Встреться они лицом к лицу при иных обстоятельствах, сомнений в исходе рукопашной схватки не возникло бы: со слишком опытным, сильным, проворным бойцом столкнулся Мануэль. Именно Родриго свалил в единоборстве Торбьерна-Волчью Шкуру, от которого закаленные латники, нападавшие по двое и по трое, отлетали, словно гончие псы от разъяренного кабана.
Однако сейчас Родриго был измотан, и дерзкий баск делал на это главную ставку.
Мечи лязгнули, заскрежетали. Двойной удар испанца был отражен уверенно и точно. Встречный выпад, прямой и короткий, сразил бы любого, но Родриго успел отдернуть остановленные стальной преградой лезвия, снова перевел их в боевое положение, принял меч Мануэля на скрещенные клинки и тотчас опрокинулся, спасаясь от полосующего удара справа.
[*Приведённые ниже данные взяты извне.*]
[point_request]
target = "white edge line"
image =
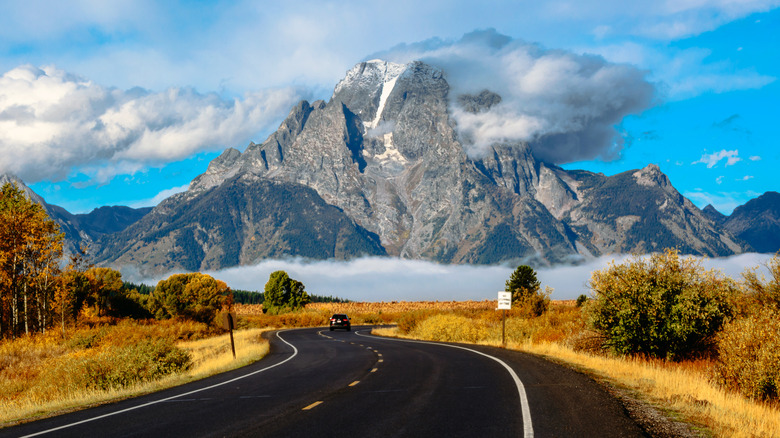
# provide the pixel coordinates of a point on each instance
(528, 430)
(295, 353)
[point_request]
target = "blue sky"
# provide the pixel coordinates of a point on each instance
(124, 102)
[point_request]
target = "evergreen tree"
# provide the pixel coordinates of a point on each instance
(283, 291)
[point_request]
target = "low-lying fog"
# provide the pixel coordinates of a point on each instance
(390, 279)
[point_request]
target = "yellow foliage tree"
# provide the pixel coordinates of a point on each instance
(30, 250)
(193, 296)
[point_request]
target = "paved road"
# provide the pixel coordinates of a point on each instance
(316, 383)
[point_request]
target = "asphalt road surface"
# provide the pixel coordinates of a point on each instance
(317, 383)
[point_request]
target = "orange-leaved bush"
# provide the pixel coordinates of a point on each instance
(661, 306)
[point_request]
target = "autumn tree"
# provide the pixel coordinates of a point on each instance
(30, 250)
(661, 306)
(282, 291)
(193, 296)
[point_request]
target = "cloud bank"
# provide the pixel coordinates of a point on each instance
(388, 279)
(52, 123)
(565, 105)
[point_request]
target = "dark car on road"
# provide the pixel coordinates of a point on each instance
(340, 320)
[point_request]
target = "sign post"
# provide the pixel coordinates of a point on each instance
(504, 304)
(228, 322)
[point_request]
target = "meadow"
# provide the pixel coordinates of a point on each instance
(108, 360)
(686, 390)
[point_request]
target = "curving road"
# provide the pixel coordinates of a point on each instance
(316, 383)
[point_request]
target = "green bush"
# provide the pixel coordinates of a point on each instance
(282, 292)
(534, 304)
(666, 306)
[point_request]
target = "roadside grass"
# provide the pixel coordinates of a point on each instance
(47, 374)
(686, 389)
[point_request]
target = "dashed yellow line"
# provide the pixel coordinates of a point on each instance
(312, 406)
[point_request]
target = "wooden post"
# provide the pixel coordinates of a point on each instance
(230, 327)
(503, 329)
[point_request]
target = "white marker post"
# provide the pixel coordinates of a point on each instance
(504, 303)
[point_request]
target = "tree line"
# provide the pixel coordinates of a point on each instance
(39, 290)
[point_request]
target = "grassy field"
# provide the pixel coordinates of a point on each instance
(684, 389)
(48, 374)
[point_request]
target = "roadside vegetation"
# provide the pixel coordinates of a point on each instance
(683, 338)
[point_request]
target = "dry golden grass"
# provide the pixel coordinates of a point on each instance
(43, 375)
(685, 388)
(678, 387)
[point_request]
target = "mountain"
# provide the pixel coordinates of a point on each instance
(241, 221)
(757, 222)
(82, 229)
(381, 168)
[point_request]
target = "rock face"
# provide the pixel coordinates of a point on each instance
(241, 221)
(383, 166)
(757, 222)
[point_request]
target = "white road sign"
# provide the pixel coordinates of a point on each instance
(504, 300)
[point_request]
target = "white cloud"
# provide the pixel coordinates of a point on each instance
(52, 122)
(712, 160)
(165, 194)
(682, 73)
(566, 105)
(388, 279)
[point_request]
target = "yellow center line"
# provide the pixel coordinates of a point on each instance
(313, 405)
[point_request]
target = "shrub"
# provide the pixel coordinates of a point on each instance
(666, 306)
(131, 364)
(452, 328)
(749, 356)
(522, 283)
(192, 296)
(283, 292)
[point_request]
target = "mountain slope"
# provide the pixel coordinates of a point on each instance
(82, 229)
(241, 221)
(384, 152)
(758, 222)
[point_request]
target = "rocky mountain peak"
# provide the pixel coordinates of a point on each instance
(384, 152)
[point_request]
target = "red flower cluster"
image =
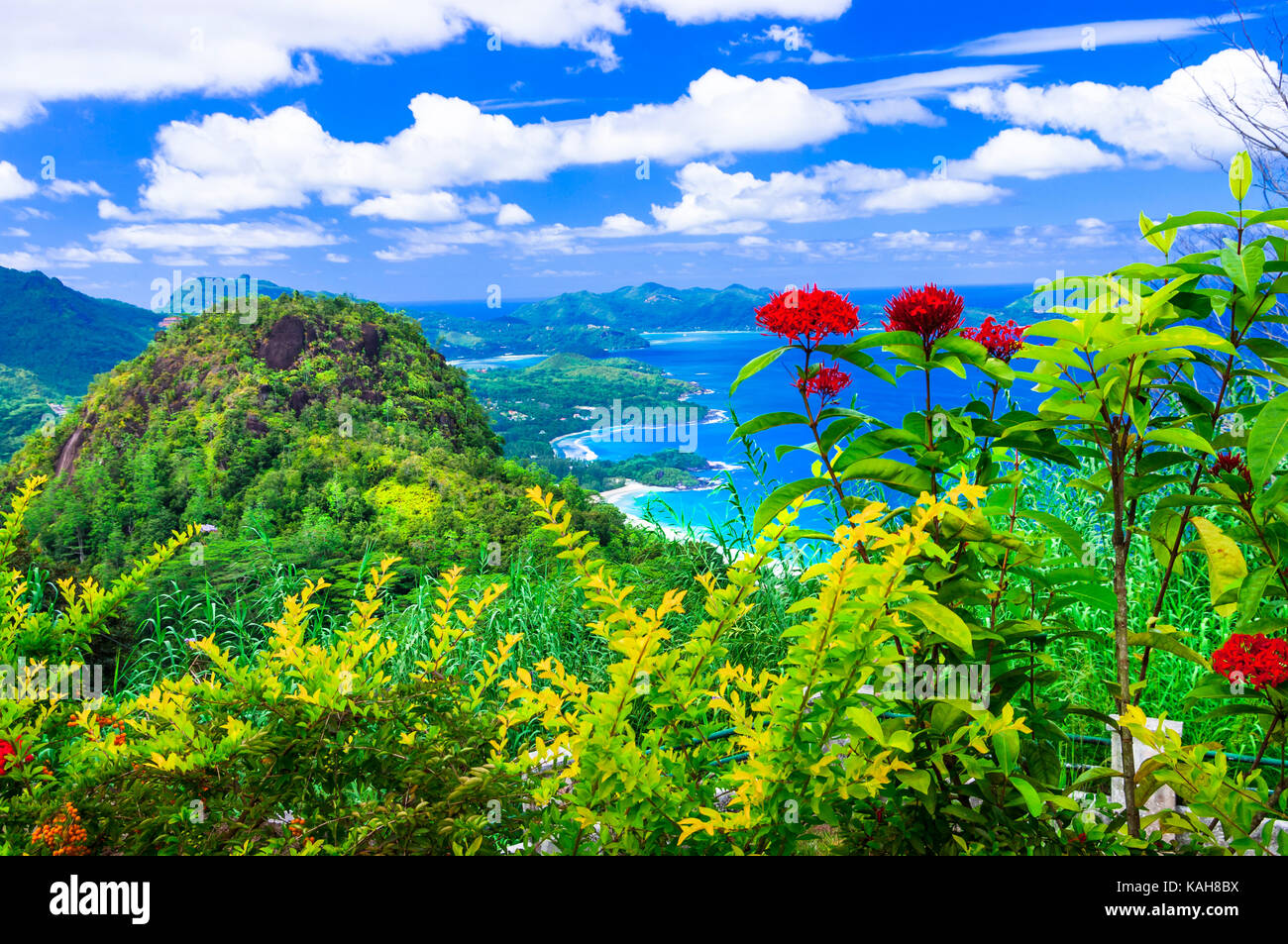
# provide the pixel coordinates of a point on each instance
(1229, 463)
(7, 751)
(1001, 340)
(928, 312)
(827, 381)
(1258, 660)
(806, 316)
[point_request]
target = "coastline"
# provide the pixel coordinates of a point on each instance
(574, 445)
(622, 496)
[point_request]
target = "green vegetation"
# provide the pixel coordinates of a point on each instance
(558, 395)
(54, 342)
(325, 428)
(25, 406)
(1119, 549)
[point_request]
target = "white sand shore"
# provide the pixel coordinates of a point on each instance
(622, 497)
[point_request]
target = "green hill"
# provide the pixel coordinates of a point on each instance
(326, 426)
(62, 336)
(54, 342)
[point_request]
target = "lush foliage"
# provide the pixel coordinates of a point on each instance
(662, 723)
(326, 426)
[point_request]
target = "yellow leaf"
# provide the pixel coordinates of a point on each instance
(1227, 567)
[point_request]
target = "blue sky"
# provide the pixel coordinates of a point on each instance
(385, 150)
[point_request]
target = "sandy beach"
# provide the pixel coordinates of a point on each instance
(622, 497)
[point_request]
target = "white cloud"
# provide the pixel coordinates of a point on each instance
(72, 257)
(1087, 37)
(919, 240)
(715, 201)
(64, 189)
(454, 239)
(150, 48)
(13, 185)
(513, 215)
(926, 84)
(223, 239)
(1034, 156)
(1164, 121)
(434, 206)
(793, 40)
(224, 163)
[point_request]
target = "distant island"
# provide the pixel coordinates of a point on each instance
(595, 323)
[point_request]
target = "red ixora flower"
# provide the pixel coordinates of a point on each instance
(1001, 340)
(1229, 463)
(806, 316)
(8, 750)
(1257, 660)
(827, 381)
(928, 312)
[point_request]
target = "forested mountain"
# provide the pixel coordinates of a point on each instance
(327, 425)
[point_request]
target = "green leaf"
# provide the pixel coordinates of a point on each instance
(1267, 439)
(1240, 175)
(940, 621)
(1250, 592)
(1244, 268)
(900, 476)
(1164, 527)
(1167, 642)
(756, 365)
(1190, 219)
(782, 497)
(1006, 746)
(1180, 437)
(1029, 793)
(1275, 215)
(917, 780)
(1227, 567)
(867, 723)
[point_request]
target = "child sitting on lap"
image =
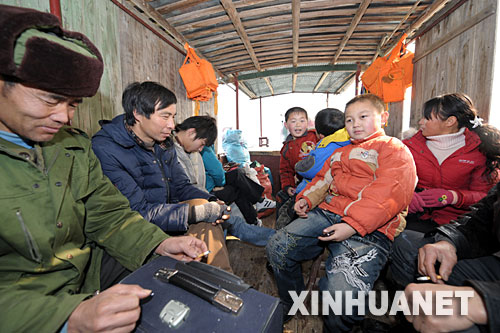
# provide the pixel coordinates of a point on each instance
(353, 207)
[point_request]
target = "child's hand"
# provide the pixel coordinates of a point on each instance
(301, 207)
(338, 232)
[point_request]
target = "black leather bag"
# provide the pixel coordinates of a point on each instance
(260, 312)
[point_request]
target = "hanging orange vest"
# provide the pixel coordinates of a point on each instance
(388, 77)
(199, 78)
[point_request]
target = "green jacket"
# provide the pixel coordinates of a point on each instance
(57, 212)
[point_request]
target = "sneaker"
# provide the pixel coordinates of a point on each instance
(265, 204)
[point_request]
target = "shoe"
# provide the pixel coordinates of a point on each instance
(265, 204)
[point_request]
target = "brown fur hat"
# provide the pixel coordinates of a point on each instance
(47, 65)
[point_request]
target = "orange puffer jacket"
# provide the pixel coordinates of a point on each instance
(368, 183)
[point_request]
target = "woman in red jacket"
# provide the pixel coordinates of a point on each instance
(457, 159)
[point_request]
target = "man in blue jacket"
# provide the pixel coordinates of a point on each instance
(137, 154)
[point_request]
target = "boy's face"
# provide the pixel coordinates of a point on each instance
(296, 124)
(362, 119)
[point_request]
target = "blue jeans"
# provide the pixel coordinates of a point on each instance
(353, 264)
(249, 233)
(404, 256)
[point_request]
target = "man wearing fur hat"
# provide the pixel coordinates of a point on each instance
(58, 212)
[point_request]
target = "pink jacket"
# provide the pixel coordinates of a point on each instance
(461, 171)
(369, 183)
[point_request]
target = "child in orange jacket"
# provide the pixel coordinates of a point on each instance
(352, 207)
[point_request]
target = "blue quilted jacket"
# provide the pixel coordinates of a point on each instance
(154, 183)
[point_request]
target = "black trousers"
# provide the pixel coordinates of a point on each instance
(413, 222)
(243, 191)
(112, 271)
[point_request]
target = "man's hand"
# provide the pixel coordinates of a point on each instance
(301, 207)
(443, 252)
(225, 215)
(417, 204)
(185, 248)
(476, 311)
(114, 310)
(338, 232)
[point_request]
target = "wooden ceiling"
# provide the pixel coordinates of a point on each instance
(271, 44)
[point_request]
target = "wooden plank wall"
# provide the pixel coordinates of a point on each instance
(462, 64)
(130, 51)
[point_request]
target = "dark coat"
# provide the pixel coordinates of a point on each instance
(154, 183)
(57, 215)
(477, 234)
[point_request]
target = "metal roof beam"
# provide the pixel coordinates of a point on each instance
(354, 23)
(235, 19)
(301, 69)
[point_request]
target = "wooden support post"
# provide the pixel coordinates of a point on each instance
(237, 91)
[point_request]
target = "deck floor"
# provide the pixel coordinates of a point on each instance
(249, 263)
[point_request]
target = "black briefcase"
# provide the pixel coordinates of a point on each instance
(174, 309)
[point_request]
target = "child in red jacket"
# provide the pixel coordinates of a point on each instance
(352, 207)
(297, 145)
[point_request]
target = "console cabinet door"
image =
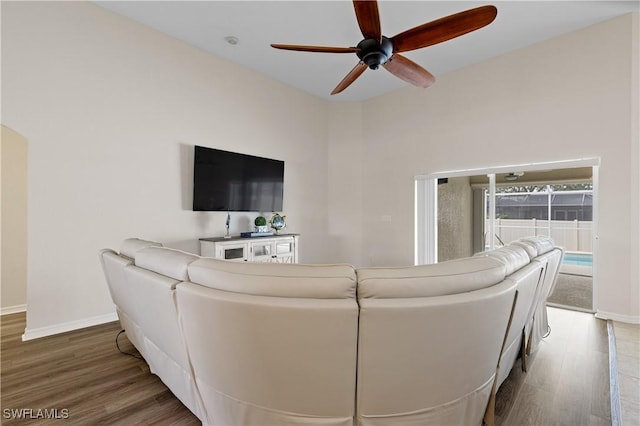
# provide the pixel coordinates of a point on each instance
(237, 252)
(261, 251)
(285, 251)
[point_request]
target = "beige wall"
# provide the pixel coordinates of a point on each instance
(567, 98)
(13, 248)
(111, 110)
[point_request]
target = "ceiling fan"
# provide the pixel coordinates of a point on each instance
(375, 49)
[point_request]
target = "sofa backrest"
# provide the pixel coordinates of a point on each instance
(429, 359)
(550, 257)
(272, 344)
(451, 277)
(142, 285)
(528, 281)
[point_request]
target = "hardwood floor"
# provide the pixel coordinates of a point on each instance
(83, 373)
(567, 382)
(83, 376)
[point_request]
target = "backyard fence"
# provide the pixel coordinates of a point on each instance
(573, 235)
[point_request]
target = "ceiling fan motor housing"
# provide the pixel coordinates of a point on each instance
(375, 53)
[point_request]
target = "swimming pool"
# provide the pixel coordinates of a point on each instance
(578, 259)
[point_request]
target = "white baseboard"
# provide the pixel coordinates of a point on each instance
(13, 309)
(629, 319)
(36, 333)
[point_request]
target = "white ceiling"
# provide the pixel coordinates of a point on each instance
(256, 24)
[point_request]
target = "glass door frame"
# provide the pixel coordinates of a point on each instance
(426, 203)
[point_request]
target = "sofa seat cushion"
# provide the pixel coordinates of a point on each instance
(131, 246)
(165, 261)
(275, 279)
(451, 277)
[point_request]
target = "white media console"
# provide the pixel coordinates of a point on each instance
(280, 248)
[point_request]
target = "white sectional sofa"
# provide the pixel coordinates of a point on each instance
(272, 344)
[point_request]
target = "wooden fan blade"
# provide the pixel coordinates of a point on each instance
(323, 49)
(409, 71)
(368, 18)
(444, 29)
(350, 78)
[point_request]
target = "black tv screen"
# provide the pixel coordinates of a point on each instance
(229, 181)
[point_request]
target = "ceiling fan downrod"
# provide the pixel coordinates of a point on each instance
(375, 53)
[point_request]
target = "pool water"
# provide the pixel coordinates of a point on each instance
(578, 259)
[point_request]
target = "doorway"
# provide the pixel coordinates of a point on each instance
(461, 213)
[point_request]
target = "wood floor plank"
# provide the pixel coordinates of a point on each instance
(83, 372)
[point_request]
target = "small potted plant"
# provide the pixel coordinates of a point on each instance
(261, 224)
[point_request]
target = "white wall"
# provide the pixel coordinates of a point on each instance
(13, 211)
(567, 98)
(345, 208)
(111, 110)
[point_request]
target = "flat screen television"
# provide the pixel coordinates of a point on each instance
(229, 181)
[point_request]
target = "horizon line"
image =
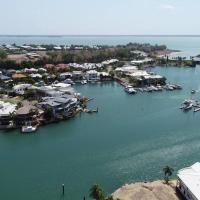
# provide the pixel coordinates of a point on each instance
(99, 35)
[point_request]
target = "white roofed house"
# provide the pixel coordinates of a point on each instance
(20, 89)
(92, 75)
(77, 75)
(61, 105)
(6, 111)
(188, 182)
(65, 75)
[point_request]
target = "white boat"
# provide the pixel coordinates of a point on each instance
(83, 82)
(28, 129)
(149, 89)
(159, 87)
(129, 89)
(169, 87)
(187, 105)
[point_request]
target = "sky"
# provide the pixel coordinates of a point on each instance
(99, 17)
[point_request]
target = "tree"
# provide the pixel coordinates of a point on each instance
(3, 54)
(110, 197)
(48, 114)
(168, 172)
(96, 192)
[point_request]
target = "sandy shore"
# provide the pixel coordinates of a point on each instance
(157, 190)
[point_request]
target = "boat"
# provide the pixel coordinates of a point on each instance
(169, 87)
(196, 109)
(28, 129)
(69, 81)
(159, 87)
(83, 82)
(129, 89)
(178, 87)
(141, 89)
(187, 105)
(149, 89)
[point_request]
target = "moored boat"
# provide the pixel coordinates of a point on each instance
(28, 129)
(83, 82)
(129, 89)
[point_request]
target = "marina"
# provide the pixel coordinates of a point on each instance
(129, 151)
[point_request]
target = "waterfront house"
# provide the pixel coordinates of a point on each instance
(31, 70)
(49, 66)
(104, 76)
(27, 114)
(60, 105)
(18, 76)
(6, 112)
(3, 77)
(142, 62)
(42, 70)
(126, 69)
(65, 75)
(139, 53)
(62, 67)
(36, 76)
(92, 75)
(77, 75)
(21, 88)
(111, 61)
(188, 182)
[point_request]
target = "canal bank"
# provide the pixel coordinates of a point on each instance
(131, 139)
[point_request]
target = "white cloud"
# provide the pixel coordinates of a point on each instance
(167, 7)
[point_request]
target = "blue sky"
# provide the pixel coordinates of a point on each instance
(99, 17)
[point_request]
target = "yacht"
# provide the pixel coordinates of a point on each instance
(83, 82)
(187, 105)
(28, 129)
(129, 89)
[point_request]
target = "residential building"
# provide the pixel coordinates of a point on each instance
(92, 75)
(188, 182)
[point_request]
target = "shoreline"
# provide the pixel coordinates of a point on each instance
(156, 190)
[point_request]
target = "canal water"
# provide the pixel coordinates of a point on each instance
(131, 139)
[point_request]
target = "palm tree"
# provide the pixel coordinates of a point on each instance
(110, 197)
(96, 192)
(168, 172)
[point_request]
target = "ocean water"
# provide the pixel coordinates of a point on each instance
(131, 139)
(183, 43)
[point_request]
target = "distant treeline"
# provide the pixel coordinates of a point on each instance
(86, 54)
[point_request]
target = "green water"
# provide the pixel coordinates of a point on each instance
(130, 139)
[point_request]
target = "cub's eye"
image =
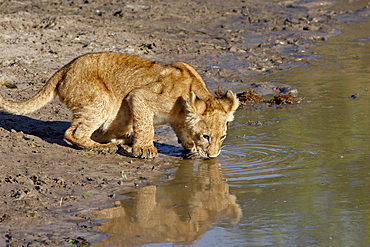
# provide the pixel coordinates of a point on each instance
(206, 137)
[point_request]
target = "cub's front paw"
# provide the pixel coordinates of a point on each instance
(147, 152)
(108, 148)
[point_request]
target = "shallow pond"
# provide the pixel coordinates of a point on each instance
(300, 179)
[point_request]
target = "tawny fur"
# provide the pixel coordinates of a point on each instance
(117, 98)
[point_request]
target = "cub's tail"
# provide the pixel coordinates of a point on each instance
(44, 96)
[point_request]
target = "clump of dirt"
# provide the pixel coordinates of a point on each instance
(249, 97)
(285, 100)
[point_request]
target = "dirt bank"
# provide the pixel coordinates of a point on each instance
(47, 188)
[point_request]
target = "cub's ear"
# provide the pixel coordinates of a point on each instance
(194, 105)
(230, 103)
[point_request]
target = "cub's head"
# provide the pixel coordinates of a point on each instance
(206, 122)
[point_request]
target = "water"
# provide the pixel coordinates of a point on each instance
(301, 179)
Испанец поймал ногу противника подъемом напрягшейся ступни и сильно пнул другим каблуком пониже колена. Мануэль шлепнулся.
Оба вскочили одновременно, чуть пригнулись и закружили по прогалине, сделавшись куда осторожнее, понимая, что выиграть эту схватку удастся лишь удачной контратакой.
Быстро темнело. Всходила тонкая, бледная луна.
* * *
— А вы знаете, — спросил Рекс, — что совершенно неотразимы?
— Оставьте, — улыбнулась Танит. — Очень мило с вашей стороны хвалить мое произношение, говорить о Марлен Дитрих, но пора и сказать, зачем явились в Кларидж нынче поутру.
— Не догадываетесь?
— Нет.
— Хотел пригласить вас позавтракать.
— Оставьте! У вас какое-то сообщение от герцога?
— Да. Но даже будь иначе, все равно пришел бы.
Девушка слегка нахмурилась.
— Не понимаю. Ведь подобные глупости полностью противоречат...
— Я достиг степени, в которой могу судить о дозволенном и недозволенном самостоятельно, — глазом не моргнув, отпарировал Рекс.
— Значит, вы уже увенчаны Лучащимся Хронозоном?
Рекс едва не застонал. Опять начиналась недоступная разумению чушь. Не отвечая, он резко свернул на Кенсингтон-Роуд и бросил машину в направлении Хаммерсмита.
— Куда вы меня везете? — неожиданно выпалила Танит.
— Позавтракать в обществе де Ришло, — сказал ван Рин. — Герцог твердо намерен беседовать с вами сам.
— Понимаю... Где он сейчас?
— В Пенгбурне.
— Где?
— Уютный уголок на Темзе, немедленно за Рэдингом.
— Но это же невесть как далеко!
— Всего пятьдесят миль.
— А повидаться не выезжая из Лондона было трудно? Ван Рин смутился, но бойко ответил:
— У де Ришло свои соображения. Послал за вами — везу. Слово герцога — закон.
— Остановите машину! — крикнула Танит. — Сию секунду! Я вам не верю!